Zoey laboriously made her way up the stairs. She was going to submerge herself in her brand-new bathtub, one designed with an amazing set of incredibly precise pulsing jets. Her fling with that tub had actually been one of the most satisfying intimate relationships of her adult life. Zoey told the bath to start while she was still walking down the hall and left a trail of clothing outside her bedroom.
She was still soaking a half hour later, promising herself she wouldn’t watch any street streams tonight. Tabula Ra$a was a hotbed for that genre, commentators narrating live Blink feeds of gunfights and Mob hits, riffing on the action and keeping score of which side held which territory. The feeds had first taken off in cities like Juarez, Jakarta, and Miami, but none of those cities had deviants who could pick up a car and chuck it into an oncoming train. If you liked watching real-time chaos, there really was no competition. It was an odd thing to take pride in, but the locals definitely did.
Zoey’s phone chimed and a holographic text message hovered above it, Wu telling her he’d scanned the box and that it was important, to get back to him right away. Stench Machine, who was terrified of holograms, jumped up onto the toilet and hissed.
Zoey ignored the message.
She instead turned her attention to the monitor above the tub, which was still paused on the video she’d been watching (a haughty heiress in a marble mansion and her filthy, wiry, olive-skinned gardener) and brought up a street stream called Blastphalt, hosted by a quick-talking guy named Charlie Chopra. He was bald, with a two-foot-l
ong beard twisted into elaborate braids. He was walking the streets, talking into his Gadfly, the little bobbing drone recording his face.

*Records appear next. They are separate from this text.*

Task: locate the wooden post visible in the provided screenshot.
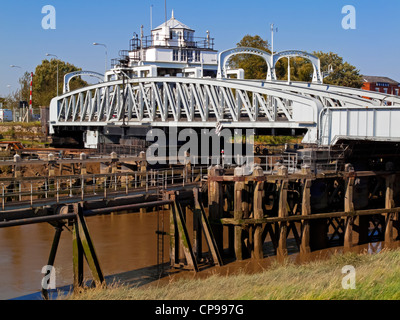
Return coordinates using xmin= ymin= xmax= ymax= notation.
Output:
xmin=343 ymin=167 xmax=355 ymax=249
xmin=170 ymin=199 xmax=199 ymax=272
xmin=139 ymin=151 xmax=147 ymax=187
xmin=234 ymin=167 xmax=245 ymax=260
xmin=208 ymin=165 xmax=224 ymax=252
xmin=42 ymin=225 xmax=63 ymax=300
xmin=72 ymin=219 xmax=83 ymax=290
xmin=169 ymin=194 xmax=179 ymax=268
xmin=385 ymin=174 xmax=397 ymax=245
xmin=193 ymin=188 xmax=203 ymax=261
xmin=253 ymin=166 xmax=264 ymax=259
xmin=194 ymin=189 xmax=223 ymax=266
xmin=74 ymin=204 xmax=104 ymax=286
xmin=300 ymin=179 xmax=312 ymax=254
xmin=277 ymin=166 xmax=288 ymax=257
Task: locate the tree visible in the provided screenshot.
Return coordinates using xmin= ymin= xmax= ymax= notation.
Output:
xmin=33 ymin=59 xmax=88 ymax=107
xmin=229 ymin=35 xmax=271 ymax=79
xmin=314 ymin=51 xmax=363 ymax=88
xmin=229 ymin=35 xmax=363 ymax=88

“So I know what you’re asking, you’re asking, ‘Charlie Chopra, you golden beacon to mankind, why does a routine stickup make this week’s Worst Ten List? Did you actually have less than ten crimes this week, and try to fudge some boring ones in?’ Oh ye of little faith, grant me your attention for just one minute more and ye shall be rewarded. So this one occurred Monday night. Our degenerate approaches the old dude running the Human Bodega—you’ve seen him walking the sidewalks downtown, got the power assist rig with the display box strapped to the back, full of sodas and churros and, oh yeah, plenty of narcotics. And the degenerate’s got some kinda plasma pulse zapper implanted in his palm and intends to burn Bodega’s old-ass face off and then cut his way into the case. And we all know he’s not there for the sodas.
“So the degenerate goes to fire his zapper and, as so often happens with those implants, it overloads, vaporizing his hand and most of his forearm in a flash, as if the Goddess of Justice herself had summoned a bolt of lightning and declared, ‘Enough! This limb shall sin no more!’ Then the little battery pack implanted next to the guy’s degenerate spine catches fire and those tiny capacitors have got so much juice that once they start burning, they can’t be stopped. My friends, that man’s torso is still burning, five days later. They’ve got him in a special ward at the hospital and if you listen close, you can still hear his screams carried by the night wind. Though I’m sure that through it all, he is still beaming with pride that he has made number two on our Worst Ten List, certain that a mention by the great Charlie Chopra made it all worth it.”